That was a cross that the Palestinians refused to carry.
By the time the League of Nations endorsed the Zionist objective of establishing a Jewish state in Palestine in 1922, the ratio of Jews had remained relatively constant. Other than diplomacy, no significant support on the ground came from Britain in support of Jewish resettlement up until that time. Ye throughout the twenties, Palestinian Arabs, as I quoted above, “focused on independence for Arab Palestine, rejection of the Balfour Declaration, support for majority rule, and ending unlimited Jewish immigration and land purchases.” Khalidi declared that, “The Palestinian leadership pursued this fruitless legalistic approach for over a decade and a half.” The people, as distinct from the elites, wanted Palestinian independence in the competition among Arab nationalism, Palestinian nationalism and local loyalties.

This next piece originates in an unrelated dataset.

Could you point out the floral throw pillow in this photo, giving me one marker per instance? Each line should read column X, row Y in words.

As for the Jews, during the twenties they continued buying up large swaths of land, much of it from absentee landlords, but many smaller parcels from Arabs eager to cash in on the inflated prices. The Zionist settlement enterprise was also supported by foreign Jewish capital. Perhaps its greatest success was the purchase of the swamps in the Jezreel Valley so that by 1925 there were 20 highly productive collective and cooperative farms in the Emek Valley.

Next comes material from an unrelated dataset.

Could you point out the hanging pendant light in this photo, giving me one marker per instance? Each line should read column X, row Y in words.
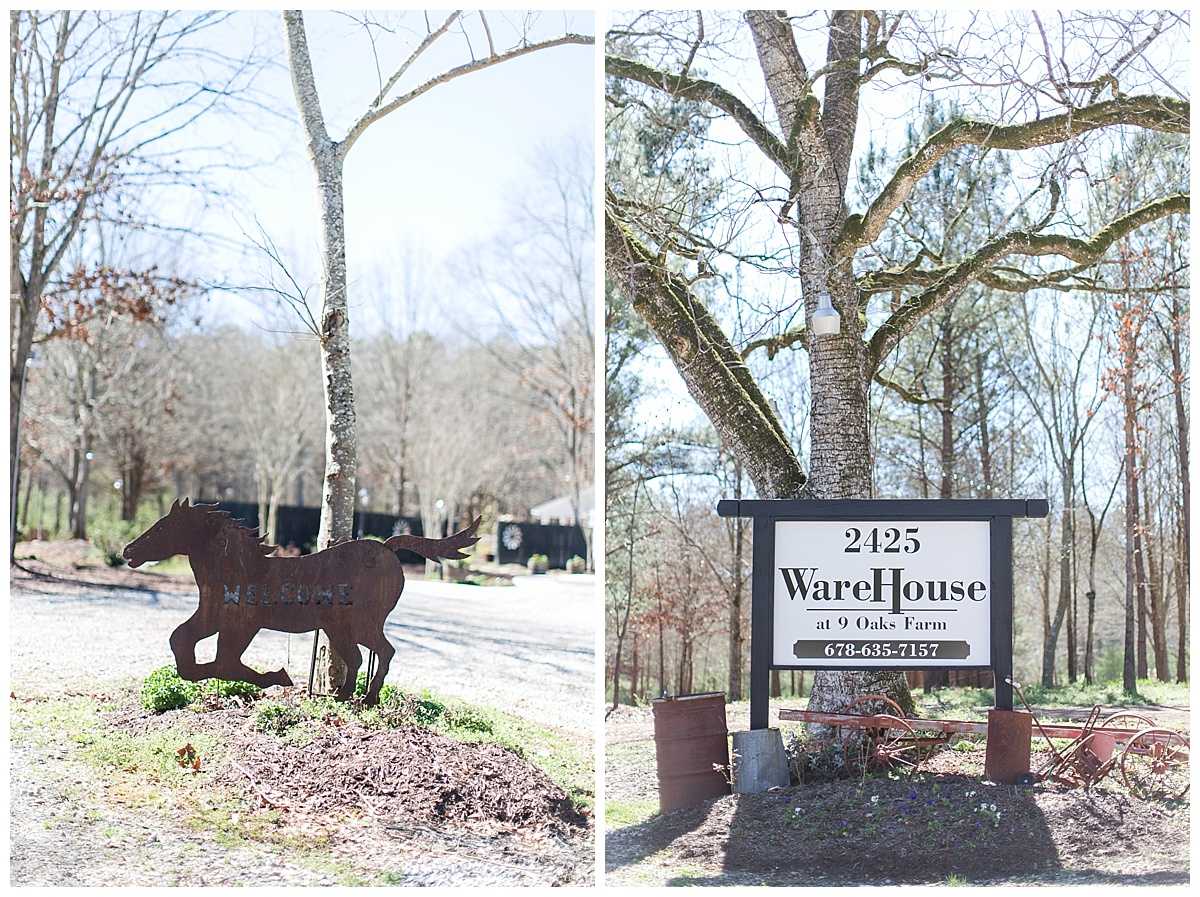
column 826, row 320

However, the total amount of land accumulated by 1927 only amounted to 865,000 dunams or about 3.3% of the total land area of Palestine. Many of the purchases did harm the Palestinians where fedayeen were forced off the land when the absentee landlords sold out their stakes. Political and economic support from abroad was critical to the Zionist advance; in many cases, local Arabs suffered as a consequence. The Balfour Declaration was crucial to that success because Article 4 gave the Jewish Agency quasi-governmental status with wide-ranging economic and social development powers.

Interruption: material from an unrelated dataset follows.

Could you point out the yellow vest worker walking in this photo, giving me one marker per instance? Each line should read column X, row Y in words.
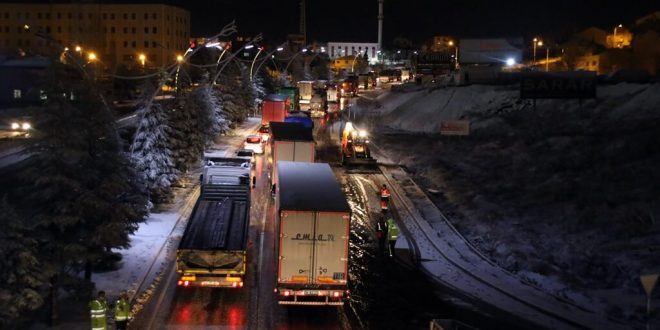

Though maximalist Zionists insisted that their Palestine included the land east of the Jordan to the Iraqi border, the Zionist Organization had submitted a map to the Paris Peace Conference based on King David’s kingdom that included Gaza in the south just past Rafah and went north along the coast to just north of Sidon. The map included the Golan, embraced Quneitra and ran south just west of Amman down to Aqaba. Thus, not only was the whole of the West Bank included in the envisioned national home, so was a good part of Jordan west of the Hejaz Railway that connected Maan in the south to Damascus in the north. There were already a few settlements east of the Jordan River. Further, the mandate granted to Britain in San Remo included Transjordan. Jewish ambitions rather than acquisitions frightened the Arabs.
However, Britain was an imperial power both for Arabs and Jews and drew the line between the national home for the Jewish people and the national home for Arabs in the mandate territory to run along the Jordan River. In April/May1923, a degree of independence was granted to Transjordan. Abdullah, the elder son of Hussein bin Ali, the leader of Britain’s Arab allies, was appointed as the monarch. However, Britain as an imperial power retained foreign affairs and defence as British portfolios. The Revisionist Zionists strenuously objected.
Revisionist Arab protests and counter-protests flared up and open gang conflicts erupted. The fighting that broke out in Jaffa described previously was followed by Arab attacks on Jews in Rehovot, Petah Tikvah and other Jewish towns. Like conflicts everywhere, each side had its extremists, its moderates and its bleeding hearts. Ahad Ha’am, the leader of Cultural Zionism, belonged to the last group and always pressed Jewish leaders to get inside the hearts and minds of the Arabs. Weizmann was a moderate while Ben Gurion was the greater “realist.” At the Paris Peace Conference, Weizmann had insensitively put his foot in his mouth when he opined that one day, Palestine would be as Jewish as England is English.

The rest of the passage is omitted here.